Wire to Replace Signal as Standard in the Bundestag

internet_points

Wire seems fine, better than many alternatives, but ditching Signal because of the possibility for phishing seems very odd?

eembees

> The Bundestag administration actively provides Wire as an alternative to commercial platforms such as WhatsApp or Signal. Any idea why Signal is deemed a "commercial platform" by DBT administration?

dmos62

Anybody care to give their take on which alternative messengers are better for everyday use? Alternative as in not owned by mega corps. Does Signal have the best UX for non-technical people or casual use? Would be nice to move some conversations over to such a messenger, but don't want to force the other parties to experiment too much.

delis-thumbs-7e

This site seems to demand cookie consent for access (is that legal in EU anyway?) so can somepne provode tl;dr?

crimsoneer

This seems silly. Signal is great, let's not all start spinning up our own dedicated, not interoperable national messenger applications.

c0l0

One of my most esteemed former co-workers used to say that whenever you succeed in making something idiot-proof, the universe will create a better idiot, undoing any progress you made.

arianvanp

Working on the foundation of this (getting Wire deployed at and certified by the BSI) was my first job out of college 7 years ago and how I ended up in Berlin. And once you end up in Berlin you can never leave, it seems. I was actually on site at the Bundeskanzleramt and they had requirements of being able to install the entire server stack airgapped.
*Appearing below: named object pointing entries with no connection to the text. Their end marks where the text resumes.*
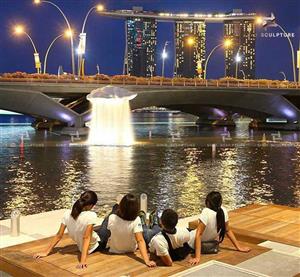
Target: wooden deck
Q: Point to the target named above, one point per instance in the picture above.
(253, 224)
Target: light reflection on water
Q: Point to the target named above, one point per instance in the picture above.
(173, 174)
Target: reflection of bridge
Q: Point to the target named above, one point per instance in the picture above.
(40, 100)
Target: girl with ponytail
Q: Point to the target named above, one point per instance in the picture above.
(79, 222)
(213, 224)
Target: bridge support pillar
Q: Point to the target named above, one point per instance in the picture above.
(78, 128)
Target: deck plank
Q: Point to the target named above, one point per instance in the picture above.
(252, 224)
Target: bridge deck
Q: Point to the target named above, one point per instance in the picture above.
(253, 224)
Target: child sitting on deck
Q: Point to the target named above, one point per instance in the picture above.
(213, 223)
(171, 243)
(123, 229)
(79, 223)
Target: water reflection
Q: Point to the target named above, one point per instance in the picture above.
(109, 173)
(176, 174)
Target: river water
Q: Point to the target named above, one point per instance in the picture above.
(176, 167)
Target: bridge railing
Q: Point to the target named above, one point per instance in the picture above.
(158, 81)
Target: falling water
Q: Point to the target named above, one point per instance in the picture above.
(111, 117)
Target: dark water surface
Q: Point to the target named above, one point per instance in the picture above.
(176, 168)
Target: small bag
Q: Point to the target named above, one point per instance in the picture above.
(177, 254)
(209, 247)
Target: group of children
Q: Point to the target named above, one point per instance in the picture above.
(125, 230)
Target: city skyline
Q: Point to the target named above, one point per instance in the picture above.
(110, 55)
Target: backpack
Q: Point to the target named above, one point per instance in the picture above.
(177, 254)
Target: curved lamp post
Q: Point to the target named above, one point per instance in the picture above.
(191, 42)
(164, 55)
(227, 43)
(283, 74)
(82, 36)
(37, 2)
(238, 59)
(260, 21)
(67, 34)
(243, 72)
(19, 30)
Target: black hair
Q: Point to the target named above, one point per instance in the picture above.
(169, 219)
(128, 207)
(214, 202)
(87, 198)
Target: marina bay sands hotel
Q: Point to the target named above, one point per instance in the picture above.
(189, 42)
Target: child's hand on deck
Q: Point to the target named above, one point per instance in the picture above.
(40, 255)
(194, 261)
(244, 249)
(151, 264)
(81, 266)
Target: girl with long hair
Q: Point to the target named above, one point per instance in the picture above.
(213, 224)
(79, 222)
(123, 229)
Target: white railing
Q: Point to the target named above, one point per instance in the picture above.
(166, 82)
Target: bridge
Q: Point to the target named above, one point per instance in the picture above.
(66, 102)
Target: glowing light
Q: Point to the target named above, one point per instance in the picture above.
(164, 55)
(111, 117)
(69, 33)
(227, 43)
(238, 58)
(259, 20)
(100, 8)
(288, 112)
(190, 41)
(19, 29)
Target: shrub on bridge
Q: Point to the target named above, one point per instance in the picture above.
(98, 77)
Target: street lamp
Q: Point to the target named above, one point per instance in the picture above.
(238, 59)
(20, 30)
(164, 55)
(67, 34)
(38, 2)
(243, 72)
(82, 36)
(227, 43)
(283, 74)
(272, 23)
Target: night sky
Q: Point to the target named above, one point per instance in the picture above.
(106, 38)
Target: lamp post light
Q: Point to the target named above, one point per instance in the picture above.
(37, 2)
(283, 74)
(164, 55)
(238, 59)
(82, 37)
(227, 43)
(244, 75)
(272, 23)
(66, 34)
(20, 30)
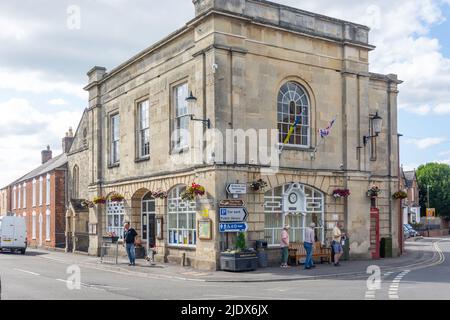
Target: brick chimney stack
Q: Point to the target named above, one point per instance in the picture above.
(46, 155)
(67, 141)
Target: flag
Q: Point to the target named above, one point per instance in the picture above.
(326, 132)
(291, 130)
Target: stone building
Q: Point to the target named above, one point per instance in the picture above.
(4, 205)
(40, 197)
(252, 66)
(410, 206)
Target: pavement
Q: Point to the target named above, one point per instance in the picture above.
(418, 254)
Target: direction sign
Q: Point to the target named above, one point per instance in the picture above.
(237, 188)
(231, 203)
(233, 214)
(233, 227)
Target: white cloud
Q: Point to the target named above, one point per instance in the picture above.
(37, 82)
(57, 102)
(426, 142)
(23, 137)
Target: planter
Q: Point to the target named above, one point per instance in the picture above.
(238, 262)
(110, 239)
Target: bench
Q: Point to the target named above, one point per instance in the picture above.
(297, 251)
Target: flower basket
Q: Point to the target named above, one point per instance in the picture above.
(192, 192)
(258, 185)
(341, 193)
(159, 194)
(87, 204)
(399, 195)
(374, 192)
(116, 197)
(99, 200)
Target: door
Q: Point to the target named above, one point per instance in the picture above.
(40, 229)
(375, 233)
(148, 221)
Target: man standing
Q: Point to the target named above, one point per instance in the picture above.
(129, 236)
(284, 247)
(309, 245)
(337, 245)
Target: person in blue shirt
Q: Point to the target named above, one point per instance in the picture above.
(129, 237)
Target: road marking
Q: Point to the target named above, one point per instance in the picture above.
(395, 286)
(29, 272)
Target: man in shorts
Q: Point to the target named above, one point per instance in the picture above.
(337, 244)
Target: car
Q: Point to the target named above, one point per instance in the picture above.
(413, 233)
(13, 234)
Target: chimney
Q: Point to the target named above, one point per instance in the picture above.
(46, 155)
(67, 141)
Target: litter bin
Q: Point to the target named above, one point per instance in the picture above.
(386, 248)
(261, 252)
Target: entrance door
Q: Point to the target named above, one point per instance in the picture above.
(375, 233)
(148, 221)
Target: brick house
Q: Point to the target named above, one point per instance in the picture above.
(40, 196)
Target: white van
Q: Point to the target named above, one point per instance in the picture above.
(13, 234)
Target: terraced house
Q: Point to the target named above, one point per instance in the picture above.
(239, 70)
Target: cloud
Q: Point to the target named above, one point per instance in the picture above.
(57, 102)
(426, 142)
(37, 82)
(25, 132)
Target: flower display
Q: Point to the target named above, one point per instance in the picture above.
(159, 194)
(341, 193)
(258, 185)
(99, 200)
(375, 191)
(116, 197)
(195, 190)
(400, 195)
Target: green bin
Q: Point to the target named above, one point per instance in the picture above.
(386, 248)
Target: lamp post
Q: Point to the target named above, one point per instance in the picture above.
(192, 100)
(377, 122)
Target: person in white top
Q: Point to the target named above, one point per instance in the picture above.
(309, 244)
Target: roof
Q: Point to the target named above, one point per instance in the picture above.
(50, 165)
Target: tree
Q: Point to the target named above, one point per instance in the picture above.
(437, 176)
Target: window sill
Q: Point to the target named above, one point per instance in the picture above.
(143, 159)
(294, 147)
(179, 150)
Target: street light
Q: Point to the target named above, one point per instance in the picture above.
(377, 122)
(192, 100)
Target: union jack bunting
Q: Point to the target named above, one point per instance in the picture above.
(326, 132)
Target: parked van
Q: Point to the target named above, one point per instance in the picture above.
(13, 234)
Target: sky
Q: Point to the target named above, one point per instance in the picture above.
(47, 46)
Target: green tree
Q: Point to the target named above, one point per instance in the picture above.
(437, 176)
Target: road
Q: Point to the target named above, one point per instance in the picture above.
(33, 277)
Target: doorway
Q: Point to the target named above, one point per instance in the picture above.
(148, 221)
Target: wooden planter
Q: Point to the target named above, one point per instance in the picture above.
(238, 262)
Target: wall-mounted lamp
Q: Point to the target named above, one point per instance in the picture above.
(191, 100)
(377, 123)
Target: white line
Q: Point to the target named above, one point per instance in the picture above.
(29, 272)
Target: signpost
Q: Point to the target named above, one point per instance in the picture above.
(237, 189)
(233, 214)
(233, 227)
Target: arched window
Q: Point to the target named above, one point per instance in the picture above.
(182, 219)
(275, 219)
(75, 182)
(294, 105)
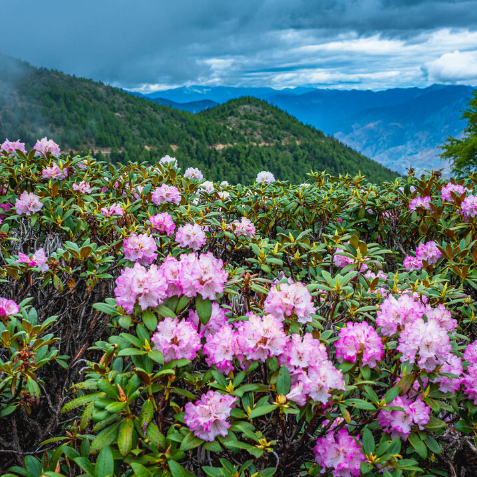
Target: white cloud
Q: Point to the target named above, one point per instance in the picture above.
(455, 67)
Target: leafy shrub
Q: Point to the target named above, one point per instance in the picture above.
(208, 329)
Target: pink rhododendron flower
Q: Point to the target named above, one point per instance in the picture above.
(207, 186)
(469, 381)
(38, 259)
(265, 177)
(11, 146)
(340, 453)
(244, 227)
(140, 248)
(163, 224)
(469, 206)
(261, 338)
(470, 354)
(83, 187)
(166, 193)
(115, 209)
(138, 284)
(207, 418)
(28, 203)
(54, 172)
(393, 314)
(447, 189)
(399, 423)
(412, 263)
(302, 352)
(202, 275)
(420, 202)
(193, 173)
(359, 339)
(168, 161)
(428, 252)
(426, 344)
(176, 339)
(222, 348)
(44, 146)
(216, 321)
(8, 307)
(286, 300)
(191, 236)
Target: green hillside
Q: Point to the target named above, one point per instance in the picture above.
(231, 142)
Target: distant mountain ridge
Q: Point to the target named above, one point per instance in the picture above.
(399, 128)
(233, 141)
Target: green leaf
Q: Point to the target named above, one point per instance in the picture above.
(283, 381)
(78, 402)
(105, 438)
(150, 320)
(391, 394)
(125, 437)
(418, 445)
(204, 309)
(190, 442)
(105, 464)
(140, 470)
(165, 312)
(86, 465)
(368, 441)
(260, 411)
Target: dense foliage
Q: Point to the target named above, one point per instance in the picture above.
(225, 143)
(156, 324)
(462, 152)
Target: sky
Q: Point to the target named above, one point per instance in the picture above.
(151, 45)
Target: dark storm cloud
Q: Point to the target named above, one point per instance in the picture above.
(154, 43)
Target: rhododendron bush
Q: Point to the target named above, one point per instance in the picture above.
(154, 323)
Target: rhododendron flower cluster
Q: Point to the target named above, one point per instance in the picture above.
(222, 348)
(286, 299)
(450, 187)
(191, 236)
(340, 452)
(244, 227)
(261, 337)
(38, 259)
(420, 203)
(8, 307)
(193, 173)
(216, 321)
(166, 193)
(54, 172)
(11, 146)
(140, 248)
(44, 146)
(412, 263)
(399, 423)
(163, 224)
(359, 340)
(176, 339)
(265, 177)
(428, 252)
(83, 188)
(469, 206)
(115, 209)
(147, 287)
(424, 343)
(207, 418)
(28, 203)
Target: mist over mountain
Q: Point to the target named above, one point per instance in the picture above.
(399, 128)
We ended up building quite a cool delivery method based on Nix to ship the whole closure of the system and the containers inside and spin up a Kubernetes cluster with it. I'm wondering if it is still being used. Amazing to see it's still going strong :)

Arathorn

there is a definite irony in switching from being vendorlocked to Signal (open source but closed and locked to a US non-profit) to being vendorlocked to Wire (open source but closed and locked to a German/Swiss for-profit) - talk about jumping from the frying pan into the fire :) Meanwhile the rest of Europe (and much of the rest of Germany) seems to have converged on Matrix as a genuine open standard with various different commercial vendors (Element, Rocket Chat, Famedly, connect2x etc), avoiding vendor lock and so giving actual digital sovereignty: https://element.io/matrix-in-europe

Havoc

> often, the technology is not the weak point, but the human. Also doesn’t help that the humans doing the legislating tend to be of the “I print out my emails” generation

looperhacks

Now, I'm pretty confident to say that this is obviously just a red herring to distract from the fact that Frau Klöckner simply fell for a phishing attack. The usage of Signal wasn't the real problem (besides that it isn't formally approved for comms). But since this whole ordeal started, I'm divided where to place the blame (besides the attacker, of course): - Can we really victim-blame someone for falling for an attack? Sure, people in positions this important should know better, but I don't think we should put the blame on the victim. - Should we blame Signal for even providing the functionality that allowed the phishing in the first place? Signal announced changes that supposedly makes phishing harder, so apparently, something could've been improved before? - Should we blame the software-world entirely that having credentials that can be shared is even a thing? (Looking at passkeys) - Should we blame society that the knowledge about phishing attacks isn't ingrained into every person? (being a bit hyperbolic here) - Should we blame the administrative staff that allowed exposed politicians to even have apps that make phishing possible? It would be possible to make a super-secure messenger that needs much more verification than just "having the credentials". It's just super annoying and impractical for most people. Should we prevent exposed politicians from even having access to not super-secure messengers? I feel like things could be improved to prevent phishing attacks in the future. I just don't know what is the most sensible point to start.

newscracker

I’ve used Wire in the past and liked that it uses email addresses for registration (as pointed out in this article). Wire also had multi-device message sync long before Signal did. But on a different point, Wire is inferior to Signal. Signal has a painfully slow data transfer when switching devices. But given some time, the data transfer does work completely. On Wire, my experience has been that all media in chats are stored on the Wire servers and the backups don’t contain the media. They contain links to the media, while the media may be erased on the servers after sometime. I’ve lost a lot of media from chats on Wire when switching devices and restoring the backup from the original device. Only the text of the messages remain. At that time, Wire’s backups were also device/platform specific. Since I place a very high level of importance on retaining and transferring data, I wouldn’t recommend Wire to anyone who wants to retain chats for longer durations.

spwa4

Isn't the Bundestag famous for catching BOTH the CIA AND the Russians spying on Angela Merkel's phone? Which of course means they're also famous for not catching them spying on that phone, for years.